Ero cresciuta tra i grandi. Avevo altri due cugini che avevano cinque anni più di me. Due cugini figli di altri due fratelli di mia madre. Oggi, ripensandoci, credo che mi sarei sentita molto sola se non avessi avuto nonna Rina a rallegrarmi le giornate, almeno fino ai miei dieci anni, quando nacque mia sorella Sofia.
Da quel momento iniziai a sentirmi davvero sola. Nonna Rina c’era sempre, ma Sofia si prendeva tutte le attenzioni che prima erano riversate su di me. Ne ero gelosa. Mia sorella sembrava una bambolina di porcellana. Non potevo toccarla, nemmeno per farle una carezza.
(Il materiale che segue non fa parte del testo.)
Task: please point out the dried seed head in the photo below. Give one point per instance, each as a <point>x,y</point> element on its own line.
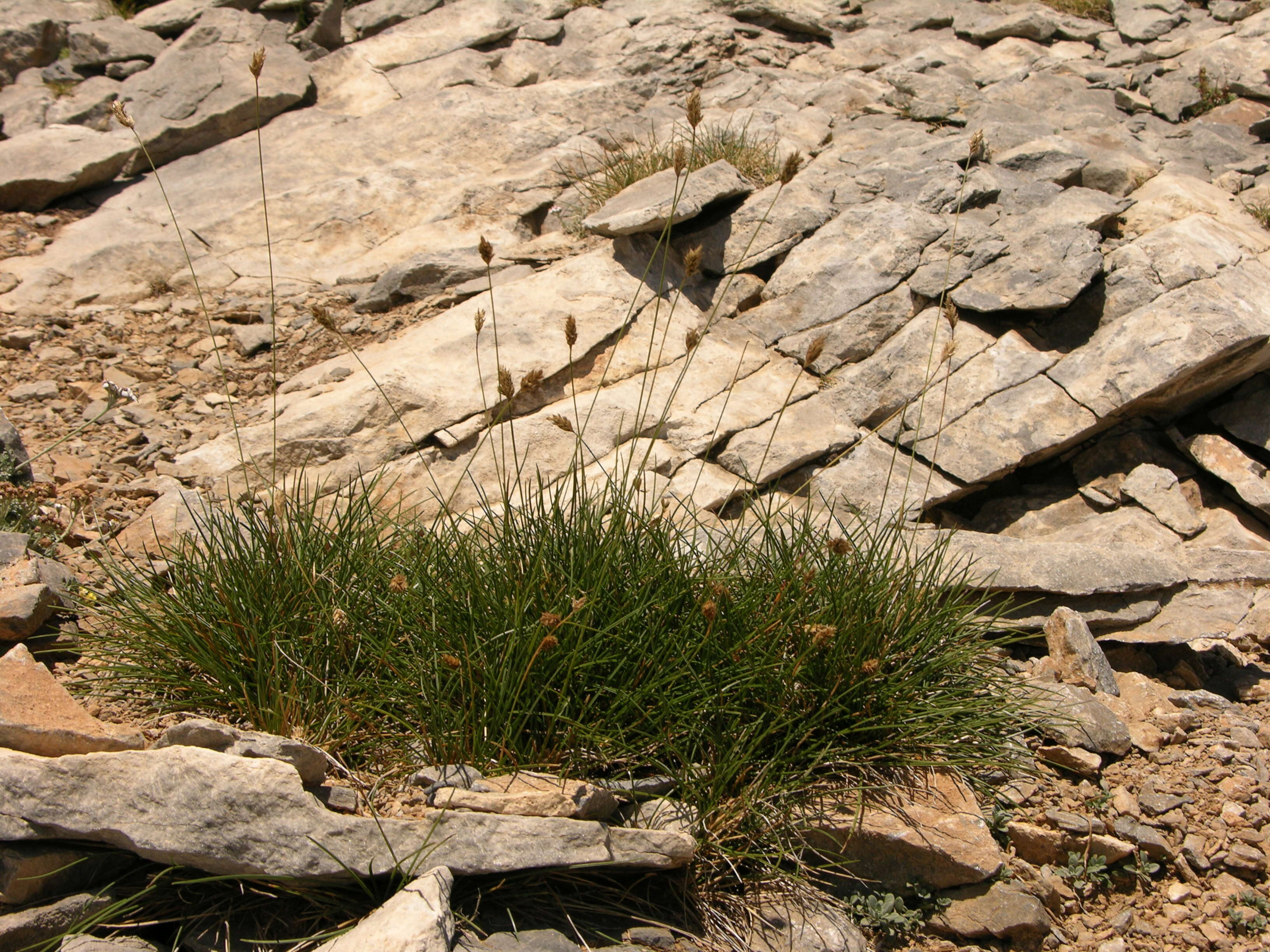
<point>121,115</point>
<point>976,144</point>
<point>531,381</point>
<point>814,350</point>
<point>821,634</point>
<point>324,318</point>
<point>694,108</point>
<point>693,263</point>
<point>790,169</point>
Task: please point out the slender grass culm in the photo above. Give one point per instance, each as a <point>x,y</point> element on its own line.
<point>769,664</point>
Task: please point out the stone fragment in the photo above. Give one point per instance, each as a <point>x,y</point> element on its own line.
<point>378,16</point>
<point>39,715</point>
<point>1000,910</point>
<point>662,200</point>
<point>200,92</point>
<point>310,762</point>
<point>32,927</point>
<point>41,167</point>
<point>31,873</point>
<point>252,816</point>
<point>1158,490</point>
<point>1079,658</point>
<point>1051,159</point>
<point>1147,19</point>
<point>935,835</point>
<point>1226,461</point>
<point>1075,719</point>
<point>417,919</point>
<point>528,794</point>
<point>1082,762</point>
<point>111,40</point>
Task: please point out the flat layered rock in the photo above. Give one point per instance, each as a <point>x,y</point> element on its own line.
<point>39,715</point>
<point>200,92</point>
<point>235,816</point>
<point>44,165</point>
<point>666,198</point>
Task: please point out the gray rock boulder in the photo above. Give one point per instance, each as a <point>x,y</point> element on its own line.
<point>652,203</point>
<point>111,40</point>
<point>252,816</point>
<point>378,16</point>
<point>417,919</point>
<point>200,92</point>
<point>1079,658</point>
<point>310,762</point>
<point>47,164</point>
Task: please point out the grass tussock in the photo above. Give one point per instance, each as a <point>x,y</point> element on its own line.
<point>1090,9</point>
<point>578,634</point>
<point>621,164</point>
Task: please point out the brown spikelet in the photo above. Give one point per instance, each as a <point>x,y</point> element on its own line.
<point>121,115</point>
<point>324,318</point>
<point>790,169</point>
<point>694,108</point>
<point>821,634</point>
<point>814,350</point>
<point>531,381</point>
<point>693,263</point>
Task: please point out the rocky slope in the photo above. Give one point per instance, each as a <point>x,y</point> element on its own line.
<point>1088,413</point>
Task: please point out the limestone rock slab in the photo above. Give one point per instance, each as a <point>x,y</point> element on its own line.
<point>200,92</point>
<point>39,715</point>
<point>310,762</point>
<point>251,816</point>
<point>417,919</point>
<point>44,165</point>
<point>662,200</point>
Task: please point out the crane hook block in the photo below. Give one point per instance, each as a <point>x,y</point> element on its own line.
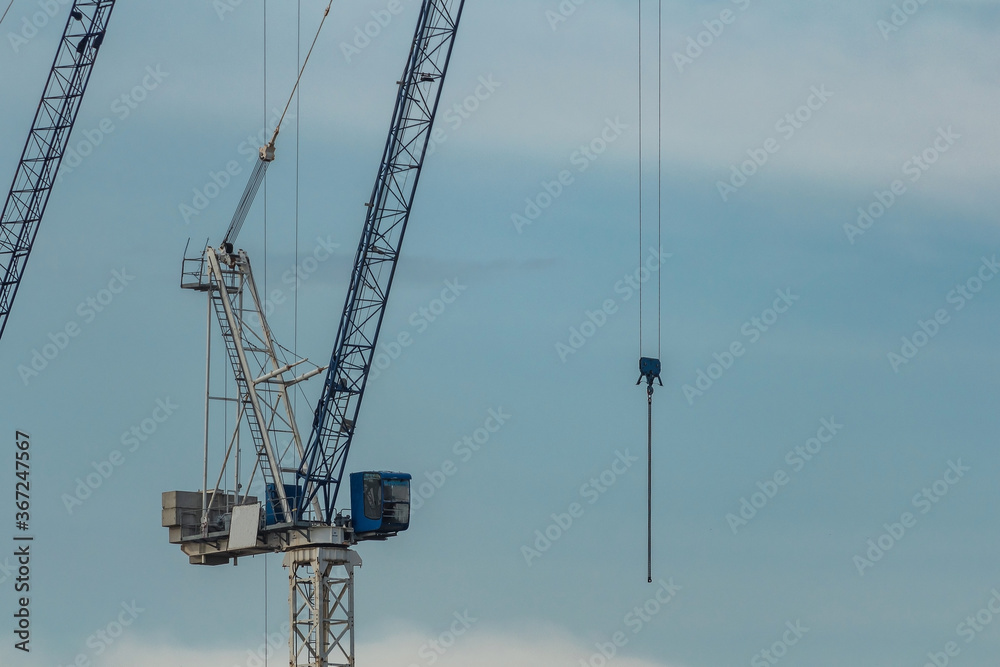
<point>649,369</point>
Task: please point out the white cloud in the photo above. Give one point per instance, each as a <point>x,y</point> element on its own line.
<point>402,649</point>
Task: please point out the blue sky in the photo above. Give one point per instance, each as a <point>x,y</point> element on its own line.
<point>887,96</point>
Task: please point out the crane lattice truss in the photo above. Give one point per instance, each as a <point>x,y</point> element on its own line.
<point>258,368</point>
<point>47,141</point>
<point>377,255</point>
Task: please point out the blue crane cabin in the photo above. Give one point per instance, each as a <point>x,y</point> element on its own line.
<point>380,503</point>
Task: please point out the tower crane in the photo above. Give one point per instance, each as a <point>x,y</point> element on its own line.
<point>302,479</point>
<point>47,141</point>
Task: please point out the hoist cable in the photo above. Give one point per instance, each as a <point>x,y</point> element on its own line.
<point>640,170</point>
<point>659,174</point>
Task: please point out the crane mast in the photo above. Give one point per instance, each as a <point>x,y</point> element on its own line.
<point>321,473</point>
<point>47,141</point>
<point>301,479</point>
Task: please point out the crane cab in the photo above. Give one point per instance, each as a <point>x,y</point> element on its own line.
<point>380,504</point>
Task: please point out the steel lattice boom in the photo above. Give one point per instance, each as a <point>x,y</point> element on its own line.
<point>47,141</point>
<point>322,469</point>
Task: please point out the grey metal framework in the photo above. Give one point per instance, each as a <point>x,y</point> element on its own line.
<point>47,141</point>
<point>321,604</point>
<point>322,469</point>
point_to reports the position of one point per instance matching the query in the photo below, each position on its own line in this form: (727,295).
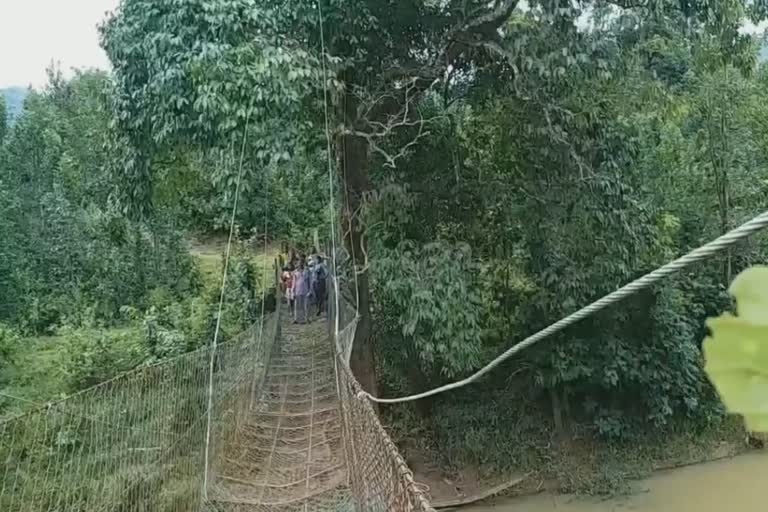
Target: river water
(731,485)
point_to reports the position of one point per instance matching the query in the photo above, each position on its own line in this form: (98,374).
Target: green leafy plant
(736,353)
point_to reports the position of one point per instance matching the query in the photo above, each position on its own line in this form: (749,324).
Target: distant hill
(14,100)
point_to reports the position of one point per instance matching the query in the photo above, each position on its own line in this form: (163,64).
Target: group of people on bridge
(303,283)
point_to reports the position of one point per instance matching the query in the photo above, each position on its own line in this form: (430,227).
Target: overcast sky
(35,32)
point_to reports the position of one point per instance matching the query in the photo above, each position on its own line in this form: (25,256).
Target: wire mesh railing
(137,442)
(379,478)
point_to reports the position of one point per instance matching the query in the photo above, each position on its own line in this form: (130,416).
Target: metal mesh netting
(137,442)
(286,432)
(289,455)
(379,478)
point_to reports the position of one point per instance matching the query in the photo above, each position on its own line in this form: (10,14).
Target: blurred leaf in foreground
(736,353)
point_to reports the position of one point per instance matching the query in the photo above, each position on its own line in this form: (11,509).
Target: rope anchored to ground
(702,253)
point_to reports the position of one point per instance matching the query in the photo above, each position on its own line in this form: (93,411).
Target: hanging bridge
(273,420)
(270,421)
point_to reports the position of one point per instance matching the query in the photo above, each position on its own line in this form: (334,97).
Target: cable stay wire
(704,252)
(214,344)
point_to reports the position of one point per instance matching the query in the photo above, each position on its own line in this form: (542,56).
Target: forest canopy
(496,167)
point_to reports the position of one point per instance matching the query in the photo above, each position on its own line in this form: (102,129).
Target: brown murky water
(733,485)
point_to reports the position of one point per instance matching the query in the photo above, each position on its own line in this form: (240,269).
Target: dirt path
(737,484)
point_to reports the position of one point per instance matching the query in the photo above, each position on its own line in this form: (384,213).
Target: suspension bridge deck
(288,454)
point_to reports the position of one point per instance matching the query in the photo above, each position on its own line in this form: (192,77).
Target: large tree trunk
(352,162)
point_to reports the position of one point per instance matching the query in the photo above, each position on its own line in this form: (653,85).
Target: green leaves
(737,351)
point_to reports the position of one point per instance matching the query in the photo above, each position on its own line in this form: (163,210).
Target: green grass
(210,253)
(36,374)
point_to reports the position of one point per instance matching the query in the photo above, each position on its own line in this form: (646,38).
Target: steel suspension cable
(702,253)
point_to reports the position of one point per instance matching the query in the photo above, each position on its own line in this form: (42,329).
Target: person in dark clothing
(320,277)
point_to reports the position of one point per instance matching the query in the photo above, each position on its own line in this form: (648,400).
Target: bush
(94,356)
(9,343)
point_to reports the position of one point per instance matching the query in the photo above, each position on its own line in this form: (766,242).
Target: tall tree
(196,70)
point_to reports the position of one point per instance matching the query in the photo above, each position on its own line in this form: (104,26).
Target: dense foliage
(498,167)
(501,166)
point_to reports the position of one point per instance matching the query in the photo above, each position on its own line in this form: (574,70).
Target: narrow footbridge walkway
(290,453)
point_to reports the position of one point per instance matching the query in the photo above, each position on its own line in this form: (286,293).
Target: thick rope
(221,307)
(702,253)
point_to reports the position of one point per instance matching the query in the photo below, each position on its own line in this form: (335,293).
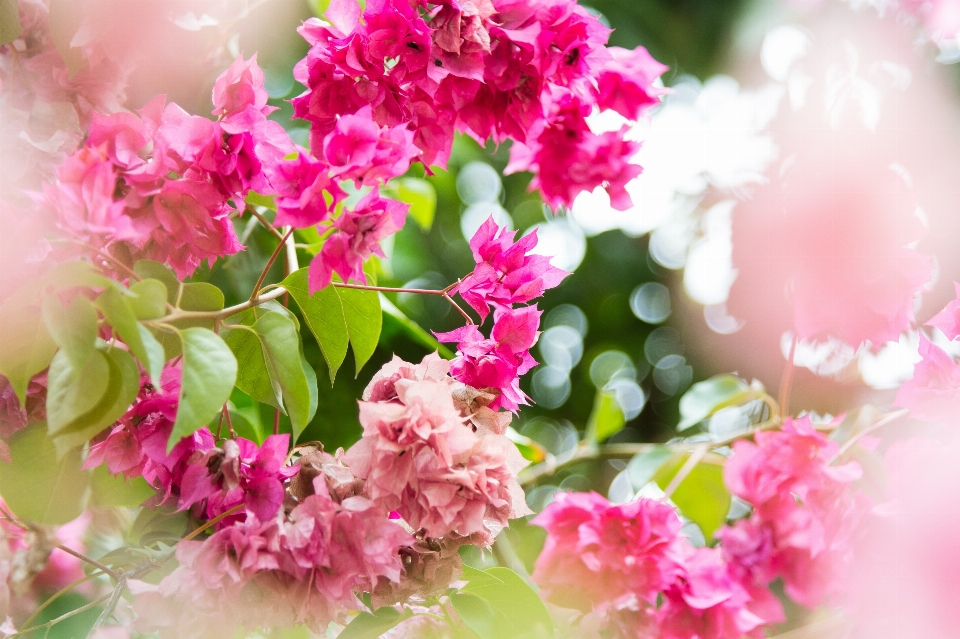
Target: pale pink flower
(597,552)
(933,393)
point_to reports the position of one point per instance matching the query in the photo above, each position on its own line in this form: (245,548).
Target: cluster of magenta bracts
(433,471)
(494,69)
(616,562)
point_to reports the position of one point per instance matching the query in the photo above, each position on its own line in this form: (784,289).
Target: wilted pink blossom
(597,552)
(506,272)
(933,393)
(496,364)
(306,567)
(358,236)
(804,517)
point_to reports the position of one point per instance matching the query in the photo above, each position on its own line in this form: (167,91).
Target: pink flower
(239,87)
(566,157)
(705,602)
(948,320)
(597,552)
(506,273)
(358,238)
(804,519)
(497,363)
(83,199)
(306,194)
(933,393)
(359,149)
(421,458)
(626,82)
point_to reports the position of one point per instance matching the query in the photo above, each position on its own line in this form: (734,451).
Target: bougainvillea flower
(933,393)
(506,272)
(496,364)
(358,237)
(597,552)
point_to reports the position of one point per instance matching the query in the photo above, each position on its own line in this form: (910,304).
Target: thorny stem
(266,269)
(266,223)
(58,594)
Iniziò da lì il mio desiderio di andarmene.
E così, una mattina chiesi di non essere accompagnata a scuola, volevo andarci a piedi. Stranamente fui accontentata.
Conoscevo il tragitto come le mie tasche, ma non avevo mai provato l’ebrezza di percorrerlo da sola.
Arrivai in classe mentre suonava la campanella. Ero trafelata, il cuore batteva forte e le mie guance erano arrossate, ma ero contenta perché per me quella era stata una grande impresa. Avevo sperimentato cosa si provava nel fare qualcosa da soli. E mi sentivo felice. Così, ogni giorno, mentre camminavo fiera verso la scuola, iniziavano i miei primi dialoghi interiori. Immaginavo incontri improbabili, come quello di un principe a cavallo, o quello di un ricco commerciante che mi regalava stoffe preziose e diamanti luccicanti. Arrivavo a scuola con aria sognante e poca voglia di ascoltare l’insegnante.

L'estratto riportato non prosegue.